NVIDIA / TensorRT-LLM

TensorRT-LLM provides users with an easy-to-use Python API to define Large Language Models (LLMs) and build TensorRT engines that contain state-of-the-art optimizations to perform inference efficiently on NVIDIA GPUs. TensorRT-LLM also contains components to create Python and C++ runtimes that execute those TensorRT engines.
https://nvidia.github.io/TensorRT-LLM
Apache License 2.0
8.57k stars 972 forks source link

[Feature Request] support YaRN request #792

Open kkr37 opened 10 months ago

kkr37 commented 10 months ago

Feature request Nous Research and EleutherAI have released the YaRN model, which comes in two versions with context sizes of 64k and 128k.
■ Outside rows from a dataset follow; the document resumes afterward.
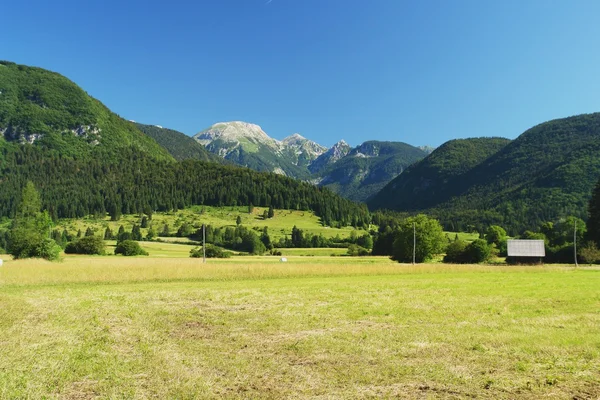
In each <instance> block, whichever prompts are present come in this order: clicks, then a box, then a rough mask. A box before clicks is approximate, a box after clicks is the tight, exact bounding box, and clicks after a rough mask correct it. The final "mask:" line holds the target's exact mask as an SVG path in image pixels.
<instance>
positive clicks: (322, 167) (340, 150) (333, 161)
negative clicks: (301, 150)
mask: <svg viewBox="0 0 600 400" xmlns="http://www.w3.org/2000/svg"><path fill="white" fill-rule="evenodd" d="M350 150H352V147H350V145H349V144H348V143H346V142H345V141H344V140H340V141H339V142H337V143H336V144H334V145H333V147H331V148H330V149H328V150H327V151H325V152H324V153H323V154H321V155H320V156H319V157H317V158H316V159H315V160H314V161H313V162H312V163H311V164H310V165H309V166H308V169H309V171H310V172H312V173H319V172H321V171H322V170H323V169H324V168H326V167H327V166H329V165H331V164H333V163H335V162H336V161H337V160H339V159H341V158H342V157H345V156H346V155H347V154H348V153H350Z"/></svg>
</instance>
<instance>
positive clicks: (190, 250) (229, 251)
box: [190, 244, 231, 258]
mask: <svg viewBox="0 0 600 400" xmlns="http://www.w3.org/2000/svg"><path fill="white" fill-rule="evenodd" d="M202 256H203V252H202V247H196V248H193V249H192V250H190V257H192V258H202ZM229 257H231V252H230V251H223V249H222V248H220V247H217V246H215V245H212V244H207V245H206V258H229Z"/></svg>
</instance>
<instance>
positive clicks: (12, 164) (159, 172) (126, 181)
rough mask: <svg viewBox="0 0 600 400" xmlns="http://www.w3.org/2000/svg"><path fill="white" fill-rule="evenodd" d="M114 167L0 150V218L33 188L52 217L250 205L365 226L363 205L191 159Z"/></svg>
mask: <svg viewBox="0 0 600 400" xmlns="http://www.w3.org/2000/svg"><path fill="white" fill-rule="evenodd" d="M120 153H121V154H120V156H119V157H118V160H119V161H118V162H107V161H105V160H102V159H98V158H87V157H86V158H81V159H78V158H74V157H64V156H61V155H60V154H59V153H58V152H48V151H43V150H42V149H40V148H38V147H36V146H19V145H14V144H12V143H6V142H4V143H0V177H1V179H0V217H1V216H6V217H10V218H12V217H14V216H15V215H16V213H17V208H18V204H19V202H20V201H21V193H22V189H23V187H24V186H25V183H26V182H27V181H32V182H33V183H34V184H35V186H36V187H37V188H38V190H39V191H40V194H41V202H42V207H43V209H45V210H48V213H49V214H50V216H51V218H52V219H53V220H56V219H58V218H82V217H84V216H88V215H96V216H100V217H104V216H105V215H106V214H107V213H108V214H110V216H111V218H112V219H113V220H118V219H119V218H120V216H121V215H122V214H136V213H144V212H145V213H152V212H154V211H172V210H178V209H183V208H185V207H188V206H192V205H211V206H236V205H248V204H254V205H256V206H262V207H274V208H278V209H293V210H312V211H313V212H315V214H316V215H318V216H320V217H321V220H322V223H323V224H324V225H328V226H334V227H335V226H346V225H352V226H356V227H363V226H367V225H368V223H369V221H370V215H369V212H368V210H367V208H366V206H364V205H361V204H357V203H354V202H352V201H349V200H346V199H343V198H342V197H340V196H338V195H336V194H334V193H333V192H331V191H330V190H328V189H324V188H319V187H316V186H314V185H311V184H309V183H306V182H300V181H296V180H294V179H291V178H287V177H284V176H280V175H276V174H270V173H258V172H255V171H252V170H250V169H246V168H239V167H232V166H223V165H218V164H214V163H207V162H202V161H197V160H187V161H183V162H180V163H175V162H170V161H162V160H157V159H155V158H152V157H149V156H147V155H146V154H144V153H141V152H139V151H136V149H135V148H127V149H123V150H120Z"/></svg>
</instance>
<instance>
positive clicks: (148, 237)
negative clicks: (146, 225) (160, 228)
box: [146, 225, 156, 240]
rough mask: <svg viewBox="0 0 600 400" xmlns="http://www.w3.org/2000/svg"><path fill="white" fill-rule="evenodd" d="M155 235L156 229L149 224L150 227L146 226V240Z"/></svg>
mask: <svg viewBox="0 0 600 400" xmlns="http://www.w3.org/2000/svg"><path fill="white" fill-rule="evenodd" d="M155 237H156V231H155V230H154V228H153V227H152V225H150V228H148V233H147V234H146V240H152V239H154V238H155Z"/></svg>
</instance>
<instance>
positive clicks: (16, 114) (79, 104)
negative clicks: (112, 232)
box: [0, 61, 172, 161]
mask: <svg viewBox="0 0 600 400" xmlns="http://www.w3.org/2000/svg"><path fill="white" fill-rule="evenodd" d="M0 140H7V141H13V142H17V143H30V144H33V145H34V146H37V147H42V148H45V149H48V150H53V151H56V152H57V153H59V154H61V155H63V156H72V157H89V156H92V155H98V156H102V157H103V158H104V159H106V160H113V161H114V160H115V159H116V158H115V155H116V153H117V151H118V150H119V149H122V148H129V147H133V148H135V149H137V150H138V151H140V152H143V153H146V154H148V155H149V156H151V157H154V158H157V159H164V160H167V159H169V160H172V157H171V156H170V155H169V153H168V152H167V151H166V150H165V149H163V148H162V147H161V146H159V145H158V144H157V143H156V141H154V140H152V139H151V138H149V137H147V136H146V135H144V134H143V133H142V132H141V131H140V130H139V129H137V127H136V126H135V125H134V124H133V123H131V122H129V121H125V120H124V119H122V118H120V117H119V116H117V115H116V114H114V113H112V112H111V111H110V110H109V109H108V108H106V107H105V106H104V105H103V104H102V103H100V102H99V101H98V100H96V99H94V98H92V97H90V96H89V95H88V94H87V93H86V92H84V91H83V90H82V89H81V88H80V87H79V86H77V85H76V84H75V83H73V82H71V81H70V80H69V79H67V78H65V77H64V76H62V75H60V74H57V73H55V72H51V71H47V70H44V69H41V68H36V67H28V66H24V65H17V64H14V63H11V62H7V61H0Z"/></svg>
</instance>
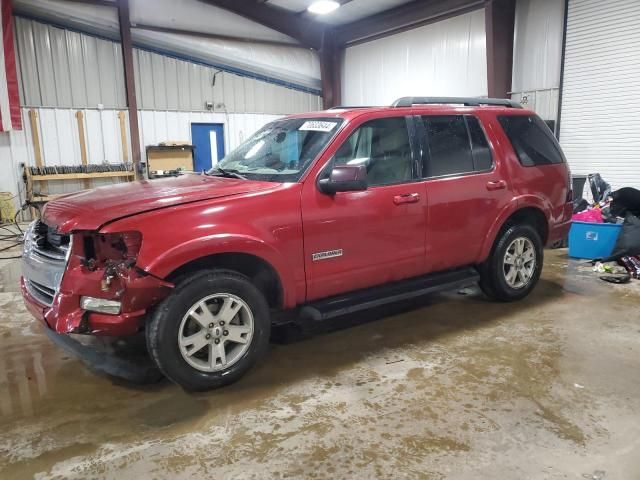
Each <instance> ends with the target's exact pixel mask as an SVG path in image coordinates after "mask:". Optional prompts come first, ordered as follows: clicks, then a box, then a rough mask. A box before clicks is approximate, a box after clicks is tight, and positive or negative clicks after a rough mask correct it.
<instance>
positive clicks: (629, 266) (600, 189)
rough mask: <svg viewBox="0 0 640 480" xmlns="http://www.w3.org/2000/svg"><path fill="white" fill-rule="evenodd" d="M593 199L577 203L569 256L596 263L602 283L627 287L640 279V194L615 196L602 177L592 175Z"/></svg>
mask: <svg viewBox="0 0 640 480" xmlns="http://www.w3.org/2000/svg"><path fill="white" fill-rule="evenodd" d="M588 181H589V187H590V190H591V194H592V196H593V202H592V203H591V204H590V203H589V202H587V201H586V200H585V199H583V198H580V199H577V200H574V215H573V221H574V223H573V225H572V227H571V233H570V235H569V255H570V256H572V257H579V258H588V259H591V260H593V263H594V271H596V272H598V273H606V274H607V275H604V276H601V277H600V278H601V279H602V280H605V281H608V282H612V283H626V282H628V281H629V280H630V279H631V278H636V279H640V190H638V189H635V188H631V187H625V188H621V189H619V190H616V191H615V192H611V187H610V186H609V184H608V183H607V182H605V181H604V180H603V179H602V178H601V177H600V175H599V174H593V175H589V177H588Z"/></svg>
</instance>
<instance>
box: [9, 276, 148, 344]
mask: <svg viewBox="0 0 640 480" xmlns="http://www.w3.org/2000/svg"><path fill="white" fill-rule="evenodd" d="M20 289H21V291H22V298H23V300H24V304H25V306H26V307H27V310H29V312H30V313H31V314H32V315H33V316H34V317H35V318H36V319H37V320H38V321H40V322H42V323H44V324H45V326H46V327H47V328H49V329H51V330H53V331H55V332H57V333H88V334H92V335H104V336H127V335H134V334H135V333H137V332H138V331H139V330H140V328H141V327H142V325H143V322H144V318H145V315H146V311H145V310H139V311H135V312H129V313H122V314H120V315H105V314H100V313H93V312H87V311H84V310H82V309H81V308H80V295H74V294H68V293H64V292H60V293H58V295H57V296H56V298H55V300H54V303H53V305H52V306H51V307H48V306H46V305H43V304H42V303H40V302H39V301H38V300H37V299H36V298H34V296H33V295H31V293H30V292H29V290H28V289H27V287H26V285H25V281H24V278H20Z"/></svg>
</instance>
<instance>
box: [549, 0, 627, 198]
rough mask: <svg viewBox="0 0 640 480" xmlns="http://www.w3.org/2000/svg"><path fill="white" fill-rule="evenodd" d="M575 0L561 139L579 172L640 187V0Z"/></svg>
mask: <svg viewBox="0 0 640 480" xmlns="http://www.w3.org/2000/svg"><path fill="white" fill-rule="evenodd" d="M606 5H607V8H606V10H603V8H602V6H603V3H602V2H601V1H598V0H570V1H569V6H568V7H569V9H568V15H567V40H566V51H565V66H564V81H563V86H562V112H561V118H560V143H561V145H562V147H563V149H564V151H565V154H566V155H567V159H568V160H569V164H570V166H571V170H572V172H573V173H574V174H584V175H586V174H589V173H600V174H601V175H602V177H603V178H604V179H605V180H606V181H607V182H609V183H611V185H612V186H613V188H614V189H616V188H620V187H624V186H630V187H636V188H638V186H640V153H639V152H640V88H638V83H639V82H640V50H639V45H640V26H639V25H638V18H640V2H638V1H630V0H608V1H607V2H606Z"/></svg>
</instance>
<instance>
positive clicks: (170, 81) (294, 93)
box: [134, 49, 322, 115]
mask: <svg viewBox="0 0 640 480" xmlns="http://www.w3.org/2000/svg"><path fill="white" fill-rule="evenodd" d="M134 68H135V71H136V92H137V94H138V108H141V109H146V110H179V111H206V110H207V108H206V107H205V103H206V102H211V103H213V105H214V111H218V112H221V111H227V112H229V113H268V114H280V115H283V114H292V113H301V112H308V111H311V110H318V109H319V108H320V107H321V103H322V102H321V98H320V97H319V96H317V95H313V94H310V93H306V92H302V91H299V90H293V89H290V88H286V87H283V86H280V85H275V84H273V83H268V82H262V81H260V80H255V79H253V78H248V77H242V76H240V75H235V74H232V73H228V72H222V71H220V70H218V69H215V68H211V67H208V66H205V65H199V64H196V63H190V62H186V61H184V60H178V59H175V58H171V57H167V56H164V55H159V54H157V53H152V52H147V51H143V50H138V49H136V50H134ZM218 72H219V73H218ZM214 78H215V85H214Z"/></svg>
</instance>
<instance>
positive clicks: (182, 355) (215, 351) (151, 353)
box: [147, 270, 271, 390]
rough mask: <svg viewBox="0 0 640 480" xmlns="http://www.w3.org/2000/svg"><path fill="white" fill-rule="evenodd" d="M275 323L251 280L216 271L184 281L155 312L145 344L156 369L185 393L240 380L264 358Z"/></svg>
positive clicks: (204, 388) (193, 275)
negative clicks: (270, 334) (157, 365)
mask: <svg viewBox="0 0 640 480" xmlns="http://www.w3.org/2000/svg"><path fill="white" fill-rule="evenodd" d="M270 327H271V321H270V318H269V306H268V304H267V301H266V300H265V298H264V295H263V294H262V293H261V292H260V290H258V289H257V288H256V287H255V286H254V285H253V284H252V283H251V282H250V281H249V279H248V278H247V277H245V276H243V275H240V274H238V273H235V272H232V271H227V270H212V271H206V272H200V273H196V274H194V275H191V276H189V277H186V278H183V279H182V281H181V282H180V283H179V284H178V286H177V287H176V289H175V290H174V291H173V292H172V294H171V295H170V296H169V297H167V298H166V299H165V300H164V301H163V302H162V303H161V304H160V305H159V306H158V308H157V309H156V311H155V312H154V314H153V316H152V318H151V320H150V322H149V325H148V326H147V345H148V348H149V352H150V353H151V356H152V358H153V359H154V361H155V362H156V364H157V365H158V368H159V369H160V370H161V371H162V373H164V374H165V376H166V377H168V378H169V379H170V380H172V381H174V382H175V383H178V384H179V385H181V386H183V387H184V388H186V389H187V390H210V389H213V388H217V387H221V386H223V385H227V384H229V383H232V382H235V381H236V380H238V379H239V378H240V377H241V376H242V375H244V373H245V372H246V371H247V370H248V369H249V368H251V366H253V365H254V364H255V363H256V361H257V360H258V359H259V358H260V357H261V356H262V355H263V354H264V352H265V351H266V349H267V347H268V343H269V332H270Z"/></svg>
This model utilizes RoFormer-style embeddings, distinguishing it from GPT-NeoX and GPT-J. It is built upon the foundation of the LLaMa 2 model, making it largely compatible with some minor adjustments required for optimal support.

Motivation The YaRN model's longer context length (up to 128k) is highly valuable for tasks involving extensive context, compared to the limited 4096 context length of the llama2 base model.

Other YaRN paper: YaRN: Efficient Context Window Extension of Large Language Models YaRN Code: YaRN Github

jesonxiang commented 3 weeks ago

not supported yet?

AdamzNV commented 5 days ago

As more and more new models enter the market, we have prepared comprehensive instructions for TRT-LLM developers on adapting to new models of interest. We encourage our community developers to expand the range of supported models, fostering an open ecosystem with rapid iterations.

Please try following these instructions and let us know if you encounter any issues during the adaptation process. We greatly appreciate your dedication.